I think the main theme of this holiday was food. Lots of food. English, Italian, Indian, Thai and Mexican. So much yummy food. So it was just as well that there was a more walking...

After scaling the dizzy heights of Walla Crag (376m) we returned back along Derwent Water shore, which was very high indeed after all the rain.

Ashness Bridge

The weather deteriorated towards the end of the week. Thursday was nice enough to go walking, and we went over Ard Crags (581m) and Knott Rigg (556m and very windy).

And on Friday it rained. And rained. And rained some more. So we visited the Honister Slate Mine in the belief that it would be drier underground. Ha ha ha. My shoes are still drying out.
Over Honister Pass from the car. With heater on full.

In between all the walking and eating, and sheep visiting, mining and theatre going, I did manage to fit in a little bit of knitting, although it must be admitted, not much. These are Cable Net socks on 2mm needles and you'd better get used to seeing them, because they're going to take me a loooooong time.

Friday, October 03, 2008


So October is now here and it is autumn good and proper. Today's weather has been lovely, sunny and still, but chilly with a hint of crispness in the air. Not bad at all considering it was supposed to be gales and torrential rain. I guess that'll be here tomorrow - Saturday - ah well. Today was perfect for taking photos in the back garden, so it was good that I have something to show.

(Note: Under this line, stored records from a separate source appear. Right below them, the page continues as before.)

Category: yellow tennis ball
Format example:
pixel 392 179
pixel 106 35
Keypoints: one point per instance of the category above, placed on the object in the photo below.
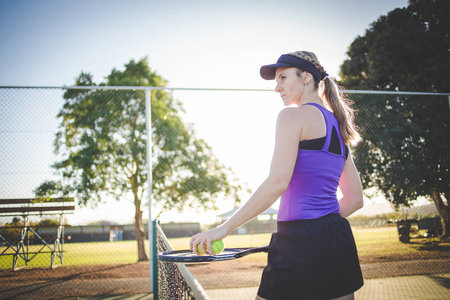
pixel 217 247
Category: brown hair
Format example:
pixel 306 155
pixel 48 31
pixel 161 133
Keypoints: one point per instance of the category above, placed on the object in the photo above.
pixel 332 96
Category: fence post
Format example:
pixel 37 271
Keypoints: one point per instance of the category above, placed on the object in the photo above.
pixel 148 117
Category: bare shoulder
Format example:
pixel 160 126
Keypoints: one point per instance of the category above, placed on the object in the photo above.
pixel 298 114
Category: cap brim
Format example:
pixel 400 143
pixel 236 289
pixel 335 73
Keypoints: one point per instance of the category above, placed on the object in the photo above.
pixel 268 72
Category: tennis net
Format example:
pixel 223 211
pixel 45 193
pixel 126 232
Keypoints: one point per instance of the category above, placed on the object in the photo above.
pixel 175 282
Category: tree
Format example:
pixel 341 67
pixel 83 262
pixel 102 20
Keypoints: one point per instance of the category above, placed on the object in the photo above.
pixel 405 144
pixel 102 139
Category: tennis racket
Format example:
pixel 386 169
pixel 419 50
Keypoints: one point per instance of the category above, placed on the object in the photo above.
pixel 187 256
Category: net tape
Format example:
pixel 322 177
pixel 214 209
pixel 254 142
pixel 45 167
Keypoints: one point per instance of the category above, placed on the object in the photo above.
pixel 175 282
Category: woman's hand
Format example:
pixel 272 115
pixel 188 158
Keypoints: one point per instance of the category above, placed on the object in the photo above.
pixel 204 239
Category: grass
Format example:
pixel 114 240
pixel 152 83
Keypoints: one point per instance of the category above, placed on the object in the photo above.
pixel 378 242
pixel 81 254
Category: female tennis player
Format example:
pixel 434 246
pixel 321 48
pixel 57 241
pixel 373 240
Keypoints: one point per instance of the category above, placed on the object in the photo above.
pixel 313 254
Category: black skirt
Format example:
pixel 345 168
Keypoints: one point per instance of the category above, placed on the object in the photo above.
pixel 311 259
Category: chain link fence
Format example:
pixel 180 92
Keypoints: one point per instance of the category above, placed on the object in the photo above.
pixel 404 155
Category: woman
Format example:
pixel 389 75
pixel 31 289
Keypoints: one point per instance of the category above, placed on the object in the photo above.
pixel 313 254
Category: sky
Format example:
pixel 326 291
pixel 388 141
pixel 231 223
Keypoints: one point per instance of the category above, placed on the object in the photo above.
pixel 192 44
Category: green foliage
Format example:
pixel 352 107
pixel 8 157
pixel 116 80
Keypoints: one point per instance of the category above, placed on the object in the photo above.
pixel 405 50
pixel 405 145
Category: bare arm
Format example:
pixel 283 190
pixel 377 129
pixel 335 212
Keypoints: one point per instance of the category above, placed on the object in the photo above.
pixel 350 185
pixel 283 163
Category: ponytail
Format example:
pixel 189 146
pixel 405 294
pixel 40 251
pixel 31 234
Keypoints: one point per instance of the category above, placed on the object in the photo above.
pixel 332 96
pixel 340 106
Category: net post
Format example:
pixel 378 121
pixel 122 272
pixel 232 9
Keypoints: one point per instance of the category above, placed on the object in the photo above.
pixel 155 261
pixel 152 254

My Drops jacket is finished and I am quite pleased with the way it turned out. Took a little bit longer than I expected as I decided to reknit the arms. The pattern calls for something like 34 stitches for the cuffs, knit straight at then increase up to the shoulder and 'bell-shaped' doesn't even begin to describe. I am not a fan of baggy sleeves and there was a definite risk that the hugeness of the sleeves would use up all my yarn - and possibly start invading other people's stash all by itself - so I frogged and redesigned with my own preferred sleeve style, hugging and long enough to cover half my hand.

Pattern: 103-1 Jacket in Eskimo or Silke-Alpaca with A-shape
Yarn: Rowan Chunky Print, in Pit. 7 x 100g balls
Needles: 9mm Denises
Mods: Made body slightly longer, arms longer too and more fitted

The buttons came from my Grandma's button stash that I inherited. They may not be the prettiest or trendiest buttons in the world, but they make the whole jacket seem more special to me.